They can be grown where there is no garden at all and, if potted in portable containers, are easily moved around the patio according to the season, to follow the sun or shelter from the cold.
Displays are easily restaged to bring flowering plants into prominence and hide those past their best. Exacting plants can be given special compost mixtures – lime–free for blueberries and rhododendrons, for example, or gritty for cacti and succulents.
Container types
Clay Earthenware and terracotta pots are traditional and have a warm, congenial appearance. Although available in a huge size range, those with diameters of 15–20cm (6–8in) upwards are the most useful for patio display. Some are easily broken if carelessly handled, and not all kinds are reliably frost–proof.
Plastic Some styles look very utilitarian, but larger sizes can be decorative, even brightly coloured. Plastic pots are often stronger and more durable than appearance might suggest, and lighter for moving around than other materials. They have good moisture retention, but some plastics become brittle after constant outdoor exposure.
Stone Heavy but impressive and very durable, and often a conspicuous feature whether planted or not. True crafted stone is much more expensive than reconstituted imitations, which can nonetheless look quite authentic. Plants grow well in either.
Wood The ideal material for making your own containers, whether square classic topiary containers or simple window boxes for sills and ledges. Half–barrels are sturdy and capacious, suitable for shrubs, trees and collections of smaller plants, or for turning into patio water gardens.
Metal Zinc and galvanized steel look traditional, aluminium and stainless steel very up–to–date. Elegant or industrial in appearance, they can echo their hard surroundings and give a contrasting hint of precision to informal plantings. Rust on mild steel can be appealing.
Basketwork Wire, cane, split bamboo and other woven materials look light and airy, adding rustic charm or contemporary simplicity to hanging or standing baskets. All kinds need a durable liner to retain soil and moisture.
Container care
Potted plants depend on you for their nutrition. Check them regularly for water – daily in hot weather – and feed every ten to fourteen days from about six weeks after planting or repotting.
In addition to drainage holes at their base, containers need a good layer of drainage material (pebbles, broken tiles, polystyrene fragments) inside before you start filling them with compost.

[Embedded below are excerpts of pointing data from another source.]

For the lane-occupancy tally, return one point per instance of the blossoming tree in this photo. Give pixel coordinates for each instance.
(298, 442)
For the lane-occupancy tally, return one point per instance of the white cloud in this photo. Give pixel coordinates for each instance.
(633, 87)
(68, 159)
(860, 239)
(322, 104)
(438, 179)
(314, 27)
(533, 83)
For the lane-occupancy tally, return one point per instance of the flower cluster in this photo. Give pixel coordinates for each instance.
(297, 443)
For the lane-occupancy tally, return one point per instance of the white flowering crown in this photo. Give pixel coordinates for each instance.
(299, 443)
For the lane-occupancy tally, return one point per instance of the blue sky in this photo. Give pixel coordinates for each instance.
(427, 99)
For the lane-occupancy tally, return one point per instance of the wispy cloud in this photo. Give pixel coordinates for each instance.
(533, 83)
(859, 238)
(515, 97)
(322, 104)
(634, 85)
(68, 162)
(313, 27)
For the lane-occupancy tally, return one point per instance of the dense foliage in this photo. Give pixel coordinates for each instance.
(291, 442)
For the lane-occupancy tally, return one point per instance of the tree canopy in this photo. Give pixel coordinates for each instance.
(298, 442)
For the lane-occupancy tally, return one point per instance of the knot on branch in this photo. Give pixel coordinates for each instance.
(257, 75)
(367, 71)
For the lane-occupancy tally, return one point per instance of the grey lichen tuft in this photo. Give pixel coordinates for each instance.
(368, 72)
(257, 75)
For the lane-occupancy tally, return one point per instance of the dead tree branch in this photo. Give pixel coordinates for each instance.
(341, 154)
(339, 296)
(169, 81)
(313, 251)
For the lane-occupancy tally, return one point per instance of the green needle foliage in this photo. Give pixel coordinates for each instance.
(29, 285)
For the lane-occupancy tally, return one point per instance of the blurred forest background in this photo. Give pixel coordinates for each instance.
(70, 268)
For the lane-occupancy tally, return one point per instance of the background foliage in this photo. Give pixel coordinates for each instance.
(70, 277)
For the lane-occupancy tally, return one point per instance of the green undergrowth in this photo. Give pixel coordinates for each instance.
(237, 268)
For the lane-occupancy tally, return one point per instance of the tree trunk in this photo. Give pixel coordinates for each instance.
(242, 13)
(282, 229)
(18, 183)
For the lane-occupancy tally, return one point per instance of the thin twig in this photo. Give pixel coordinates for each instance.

Strong winds can be worse than sunshine for drying foliage and compost. Move leafy plants and smaller containers into more sheltered positions, especially in winter and spring when they are more vulnerable.
Bring tender plants and thin–walled containers indoors in frosty weather or wrap them up with insulating materials: allowing a pot to freeze solid can be lethal to roots.
Repot plants into fresh compost every spring. Larger containers can be revived by replacing the top 5–8cm (2–3in) of old compost with a fresh supply.